GoBD sind die Regeln des Finanzamts dafür, wie du steuerlich wichtige Unterlagen erfasst und aufbewahrst — Rechnungen, Belege, Angebote. Kurz gefasst: nachvollziehbar, vollständig, unveränderbar und über die gesetzliche Frist greifbar. Eine gestellte Rechnung darfst du nicht einfach überschreiben; Korrekturen laufen über eine eigene Storno- oder Korrekturrechnung.
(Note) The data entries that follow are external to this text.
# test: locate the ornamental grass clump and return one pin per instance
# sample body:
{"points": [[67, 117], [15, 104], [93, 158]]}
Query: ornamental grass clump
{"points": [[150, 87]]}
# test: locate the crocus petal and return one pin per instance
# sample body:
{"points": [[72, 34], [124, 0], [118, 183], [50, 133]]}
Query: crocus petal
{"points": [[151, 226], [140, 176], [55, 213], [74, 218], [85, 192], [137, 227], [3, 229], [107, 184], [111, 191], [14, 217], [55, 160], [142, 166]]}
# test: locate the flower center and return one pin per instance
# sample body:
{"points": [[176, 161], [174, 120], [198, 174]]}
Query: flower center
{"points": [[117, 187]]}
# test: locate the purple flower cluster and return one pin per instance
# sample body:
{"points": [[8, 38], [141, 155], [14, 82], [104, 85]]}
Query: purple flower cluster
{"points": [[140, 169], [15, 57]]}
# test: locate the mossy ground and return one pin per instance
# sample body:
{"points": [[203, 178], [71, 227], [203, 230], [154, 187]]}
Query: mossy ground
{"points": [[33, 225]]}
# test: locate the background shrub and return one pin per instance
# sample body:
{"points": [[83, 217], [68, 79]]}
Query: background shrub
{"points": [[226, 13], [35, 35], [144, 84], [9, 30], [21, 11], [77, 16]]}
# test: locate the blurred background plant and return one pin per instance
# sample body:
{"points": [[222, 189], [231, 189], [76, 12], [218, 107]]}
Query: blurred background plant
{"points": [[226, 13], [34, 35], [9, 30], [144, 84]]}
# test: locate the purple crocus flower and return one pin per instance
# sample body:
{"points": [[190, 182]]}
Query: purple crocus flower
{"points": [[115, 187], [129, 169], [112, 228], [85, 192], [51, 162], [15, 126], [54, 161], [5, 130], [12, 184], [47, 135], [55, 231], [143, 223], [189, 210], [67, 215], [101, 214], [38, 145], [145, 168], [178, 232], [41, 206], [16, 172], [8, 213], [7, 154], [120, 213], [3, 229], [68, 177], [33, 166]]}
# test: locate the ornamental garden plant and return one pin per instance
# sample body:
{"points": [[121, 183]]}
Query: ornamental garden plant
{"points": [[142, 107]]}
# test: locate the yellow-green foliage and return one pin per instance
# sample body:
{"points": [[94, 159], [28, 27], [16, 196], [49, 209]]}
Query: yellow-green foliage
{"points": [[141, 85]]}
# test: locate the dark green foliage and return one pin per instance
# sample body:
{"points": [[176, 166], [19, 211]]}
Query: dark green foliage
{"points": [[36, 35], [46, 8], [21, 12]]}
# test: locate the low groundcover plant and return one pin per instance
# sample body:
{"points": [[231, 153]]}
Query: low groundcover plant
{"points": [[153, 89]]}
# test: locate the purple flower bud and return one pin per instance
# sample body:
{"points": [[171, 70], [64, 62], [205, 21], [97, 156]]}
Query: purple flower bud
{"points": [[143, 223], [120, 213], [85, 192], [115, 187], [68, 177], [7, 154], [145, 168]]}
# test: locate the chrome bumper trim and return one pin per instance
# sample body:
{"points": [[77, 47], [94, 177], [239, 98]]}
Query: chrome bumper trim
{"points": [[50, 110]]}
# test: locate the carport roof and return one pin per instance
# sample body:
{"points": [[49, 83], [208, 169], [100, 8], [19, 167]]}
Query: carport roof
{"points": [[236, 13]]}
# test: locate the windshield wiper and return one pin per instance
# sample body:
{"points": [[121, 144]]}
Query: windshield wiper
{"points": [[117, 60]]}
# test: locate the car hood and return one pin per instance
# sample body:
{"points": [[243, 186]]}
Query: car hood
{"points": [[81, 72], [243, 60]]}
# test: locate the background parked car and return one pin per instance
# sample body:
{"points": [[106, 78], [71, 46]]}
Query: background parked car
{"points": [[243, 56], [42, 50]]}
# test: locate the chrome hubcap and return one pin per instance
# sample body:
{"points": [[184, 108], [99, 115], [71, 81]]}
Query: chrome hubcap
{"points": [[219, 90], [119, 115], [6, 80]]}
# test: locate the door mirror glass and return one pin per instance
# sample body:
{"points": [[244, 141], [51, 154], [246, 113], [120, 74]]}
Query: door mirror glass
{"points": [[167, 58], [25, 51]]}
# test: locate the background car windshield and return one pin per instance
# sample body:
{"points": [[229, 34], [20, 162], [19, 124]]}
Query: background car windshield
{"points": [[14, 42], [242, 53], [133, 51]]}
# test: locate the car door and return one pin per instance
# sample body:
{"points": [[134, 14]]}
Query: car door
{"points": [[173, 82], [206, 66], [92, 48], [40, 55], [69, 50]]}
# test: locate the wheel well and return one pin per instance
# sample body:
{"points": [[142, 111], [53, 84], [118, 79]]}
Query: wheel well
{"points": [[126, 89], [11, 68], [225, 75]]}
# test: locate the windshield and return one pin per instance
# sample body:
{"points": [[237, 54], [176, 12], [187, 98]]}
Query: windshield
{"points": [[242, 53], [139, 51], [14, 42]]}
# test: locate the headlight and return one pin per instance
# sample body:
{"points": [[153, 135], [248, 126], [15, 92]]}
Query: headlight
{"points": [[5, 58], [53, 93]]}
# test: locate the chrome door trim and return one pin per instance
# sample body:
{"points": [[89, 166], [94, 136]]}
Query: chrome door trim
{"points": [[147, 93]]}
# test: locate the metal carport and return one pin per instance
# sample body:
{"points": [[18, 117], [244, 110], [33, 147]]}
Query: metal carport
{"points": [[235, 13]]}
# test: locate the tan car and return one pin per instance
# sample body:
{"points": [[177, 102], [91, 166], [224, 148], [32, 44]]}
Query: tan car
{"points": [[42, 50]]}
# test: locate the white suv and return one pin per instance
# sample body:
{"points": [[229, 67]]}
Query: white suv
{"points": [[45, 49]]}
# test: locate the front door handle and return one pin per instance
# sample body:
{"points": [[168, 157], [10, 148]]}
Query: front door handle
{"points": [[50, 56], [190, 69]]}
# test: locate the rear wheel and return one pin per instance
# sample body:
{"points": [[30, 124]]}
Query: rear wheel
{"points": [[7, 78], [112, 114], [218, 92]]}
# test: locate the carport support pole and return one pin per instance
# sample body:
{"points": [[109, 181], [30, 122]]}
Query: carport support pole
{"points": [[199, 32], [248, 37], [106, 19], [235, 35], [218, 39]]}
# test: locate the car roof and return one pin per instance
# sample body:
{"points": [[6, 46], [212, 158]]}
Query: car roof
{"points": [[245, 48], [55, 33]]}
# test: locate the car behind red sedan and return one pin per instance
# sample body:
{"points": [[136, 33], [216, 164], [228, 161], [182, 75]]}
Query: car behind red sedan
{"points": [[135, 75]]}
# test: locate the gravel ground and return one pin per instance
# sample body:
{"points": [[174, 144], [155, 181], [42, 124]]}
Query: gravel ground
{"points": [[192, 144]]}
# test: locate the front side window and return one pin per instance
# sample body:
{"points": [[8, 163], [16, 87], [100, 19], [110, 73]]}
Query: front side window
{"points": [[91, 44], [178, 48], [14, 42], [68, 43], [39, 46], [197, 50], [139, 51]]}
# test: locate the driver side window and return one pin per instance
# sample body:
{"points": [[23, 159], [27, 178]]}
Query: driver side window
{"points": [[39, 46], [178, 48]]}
Die Grundsätze in Klartext

Hinter der Abkürzung stehen ein paar einfache Prinzipien. Deine Aufzeichnungen müssen nachvollziehbar sein — ein Prüfer soll verstehen, wie eine Rechnung zustande kam. Sie müssen vollständig sein, also keine Belege verschwinden lassen. Und sie müssen unveränderbar sein: Was einmal gebucht ist, wird nicht still überschrieben.

Was das praktisch heißt

Eine fertige Rechnung als Word-Datei nachträglich zu ändern ist heikel, weil die Änderung keine Spur hinterlässt. Hast du dich vertan, schreibst du stattdessen eine Korrektur- oder Stornorechnung mit eigener Nummer. So bleibt die Historie nachvollziehbar.

Wer Software nutzt, sollte einmal festhalten, wie der Ablauf funktioniert — vom Beleg bis zur Ablage. Diese kurze Verfahrensdokumentation will das Finanzamt im Prüfungsfall sehen.

Aufbewahrung

Rechnungen und Belege bewahrst du über die gesetzliche Frist auf — digital wie auf Papier. Wichtig ist, dass du sie im Zweifel schnell wiederfindest. Genau hier scheitern viele: Die Unterlagen existieren, aber niemand findet sie unter Termindruck.

Dieser Beitrag fasst den allgemeinen Rechtsstand zusammen und ersetzt keine steuerliche oder rechtliche Beratung. Im Zweifel kläre deinen konkreten Fall mit deinem Steuerberater.